L'ha cercata, l'ha voluta e alla fine l'ha ottenuta, non solo questa candidatura, ma l'elezione, quale unico rappresentante della città. Resta l'orgoglio o l'amarezza di sapere che è l'unico?

«E' un mix di sentimenti, è un po' come la rabbia, l'amore, insomma sono sentimenti contrastanti, sicuramente c'è una grande componente di orgoglio e anche di responsabilità nell'essere l'unico rappresentante di Reggio città, ma anche in qualche modo l'amarezza di essere allo stesso tempo, allo stesso modo, l'unico che possa difendere gli interessi di Reggio. Ovviamente io sono sindaco metropolitano, quindi al netto di tutto è chiaro che il mio impegno non è l'impegno che parte da una candidatura identificata in una specifica area omogenea. E' una candidatura che vuole essere rappresentativa della città di Reggio Calabria e di tutte le aree omogenee del nostro territorio, ecco perché l'abbiamo definita una candidatura politica, perché è una candidatura che vuole portare all'attenzione del Consiglio regionale tutte le istanze che ovviamente portano avanti i territori e in generale che sono funzionali e imprescindibili per lo sviluppo della città metropolitana. Una di queste naturalmente è la battaglia per l'assegnazione delle funzioni alla città metropolitana, ma in generale io sono convinto che la città metropolitana di Reggio Calabria debba contare di più rispetto a quanto non ha ancora contato nelle scelte del Governo regionale, perché se noi facciamo una valutazione degli investimenti strutturali che sono stati fatti in questa circoscrizione sud rispetto alle altre province è evidente che c'è una disparità che io credo sia frutto anche di una assenza di rappresentatività della nostra città e della nostra provincia all'interno del Consiglio regionale. Ci faremo valere su questo, ci faremo valere sulle funzioni, ci faremo valere in generale sulla rappresentatività di questa parte della nostra regione. Rispetto all'onore, all'onere, all'orgoglio e anche alla amarezza di essere l'unico rappresentante della nostra città aggiungo anche che c'era il serio rischio che non ce ne fosse nessuno».

Tra gli eletti al Consiglio regionale c’è anche il sindaco di Reggio Calabria, Giuseppe Falcomatà.

Lei ovviamente resterà in carica ancora per qualche mese, ma qual è, se c'è, un messaggio che vuole dare alla città in questo momento, perché tanti si chiedono che succederà adesso a Palazzo San Giorgio…

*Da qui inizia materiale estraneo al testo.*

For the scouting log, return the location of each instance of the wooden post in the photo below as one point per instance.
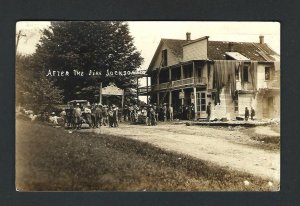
(137, 90)
(182, 100)
(147, 89)
(194, 73)
(123, 99)
(195, 103)
(181, 72)
(100, 93)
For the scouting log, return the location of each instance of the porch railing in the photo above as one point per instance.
(181, 83)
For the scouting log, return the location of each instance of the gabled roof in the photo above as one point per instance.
(216, 50)
(175, 46)
(253, 51)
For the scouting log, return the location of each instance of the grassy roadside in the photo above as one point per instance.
(52, 159)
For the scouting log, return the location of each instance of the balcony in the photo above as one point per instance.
(181, 83)
(273, 84)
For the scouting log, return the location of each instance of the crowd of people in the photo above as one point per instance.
(97, 115)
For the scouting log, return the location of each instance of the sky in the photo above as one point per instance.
(147, 34)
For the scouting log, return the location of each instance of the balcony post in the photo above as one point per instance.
(157, 74)
(147, 90)
(194, 74)
(181, 72)
(195, 103)
(170, 98)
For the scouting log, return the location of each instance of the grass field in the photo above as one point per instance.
(52, 159)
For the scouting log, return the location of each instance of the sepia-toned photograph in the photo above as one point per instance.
(147, 106)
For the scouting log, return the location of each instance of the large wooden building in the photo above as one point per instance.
(230, 75)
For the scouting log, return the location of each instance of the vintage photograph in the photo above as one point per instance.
(147, 106)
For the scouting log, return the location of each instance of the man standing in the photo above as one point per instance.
(165, 112)
(246, 113)
(252, 114)
(77, 115)
(171, 112)
(88, 113)
(98, 116)
(208, 111)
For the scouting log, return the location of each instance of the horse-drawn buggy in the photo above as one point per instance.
(74, 120)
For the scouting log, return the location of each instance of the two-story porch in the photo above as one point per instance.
(177, 85)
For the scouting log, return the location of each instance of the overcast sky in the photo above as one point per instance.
(147, 34)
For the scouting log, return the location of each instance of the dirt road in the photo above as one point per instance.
(229, 148)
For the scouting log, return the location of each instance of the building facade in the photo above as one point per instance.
(230, 75)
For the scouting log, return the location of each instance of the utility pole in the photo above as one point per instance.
(19, 35)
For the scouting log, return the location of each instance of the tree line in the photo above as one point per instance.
(80, 45)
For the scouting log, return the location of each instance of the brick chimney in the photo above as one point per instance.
(261, 39)
(230, 46)
(188, 36)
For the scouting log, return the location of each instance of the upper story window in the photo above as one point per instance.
(237, 74)
(164, 56)
(267, 73)
(245, 74)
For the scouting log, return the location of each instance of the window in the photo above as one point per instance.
(245, 74)
(164, 56)
(237, 74)
(267, 73)
(236, 103)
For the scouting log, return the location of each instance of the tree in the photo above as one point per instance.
(88, 46)
(33, 89)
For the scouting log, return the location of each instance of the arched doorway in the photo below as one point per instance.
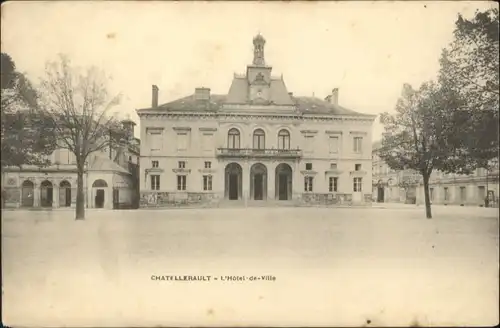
(283, 179)
(259, 139)
(258, 182)
(46, 194)
(27, 194)
(99, 194)
(380, 192)
(233, 181)
(64, 194)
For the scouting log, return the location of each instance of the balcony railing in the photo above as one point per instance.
(261, 153)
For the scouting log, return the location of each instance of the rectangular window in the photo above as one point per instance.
(308, 144)
(334, 144)
(463, 194)
(207, 182)
(181, 182)
(182, 141)
(333, 184)
(357, 184)
(308, 183)
(357, 145)
(155, 139)
(207, 142)
(155, 182)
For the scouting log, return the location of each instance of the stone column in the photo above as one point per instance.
(246, 180)
(271, 181)
(36, 194)
(298, 183)
(55, 196)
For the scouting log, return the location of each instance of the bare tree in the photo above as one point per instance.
(421, 134)
(78, 104)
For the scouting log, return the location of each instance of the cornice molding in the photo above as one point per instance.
(208, 129)
(260, 116)
(182, 128)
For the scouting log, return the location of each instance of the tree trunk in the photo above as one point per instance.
(80, 197)
(428, 212)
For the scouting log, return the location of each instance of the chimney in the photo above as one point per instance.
(155, 97)
(334, 98)
(202, 94)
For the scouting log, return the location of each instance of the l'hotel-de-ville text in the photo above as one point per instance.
(209, 278)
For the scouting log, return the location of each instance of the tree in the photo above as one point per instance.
(23, 139)
(420, 135)
(78, 105)
(470, 67)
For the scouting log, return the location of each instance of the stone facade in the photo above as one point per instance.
(392, 186)
(257, 143)
(106, 183)
(463, 190)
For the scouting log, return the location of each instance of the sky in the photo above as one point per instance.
(366, 49)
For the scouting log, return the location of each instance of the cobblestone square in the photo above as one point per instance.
(378, 266)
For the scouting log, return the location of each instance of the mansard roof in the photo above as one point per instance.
(304, 105)
(239, 90)
(313, 105)
(101, 163)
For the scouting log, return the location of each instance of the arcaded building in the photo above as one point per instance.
(258, 143)
(110, 179)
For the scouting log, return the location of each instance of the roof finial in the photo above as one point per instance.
(258, 50)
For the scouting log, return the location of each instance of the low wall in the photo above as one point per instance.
(173, 199)
(332, 199)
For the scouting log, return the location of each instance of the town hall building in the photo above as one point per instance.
(257, 144)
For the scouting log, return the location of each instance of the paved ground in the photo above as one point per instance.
(332, 266)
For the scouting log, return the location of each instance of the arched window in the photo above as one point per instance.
(259, 139)
(233, 139)
(99, 184)
(284, 139)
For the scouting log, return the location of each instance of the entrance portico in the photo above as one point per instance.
(252, 181)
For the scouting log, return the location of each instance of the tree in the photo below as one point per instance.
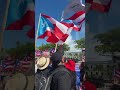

«Il messaggio che ho lanciato nel comizio di Piazza di Nava, noi siamo quelli che restano, siamo quelli che non scappano, siamo quelli che non voltano le spalle alla città, siamo quelli che la città non la tradiscono ma la onorano e la servono in tutti i ruoli nei quali sono chiamati. Questa esperienza amministrativa inevitabilmente va a concludersi in primavera, purtroppo non c'è il terzo mandato, mi sarei sicuramente candidato a sindaco per la terza volta se ci fosse stato il terzo mandato, ma sento la responsabilità di continuare in un altro ente, a un altro livello istituzionale la mia battaglia e il mio impegno per servire la città, per servire la città metropolitana. Questo è il messaggio che voglio mandare, una rassicurazione rispetto alla presenza del sindaco, mi viene ancora da dire Sindaco, mi dovrò abituare anche al nuovo ruolo, però al di là della giacca che si indossa noi siamo stati educati a servire la città e non a servirci della città».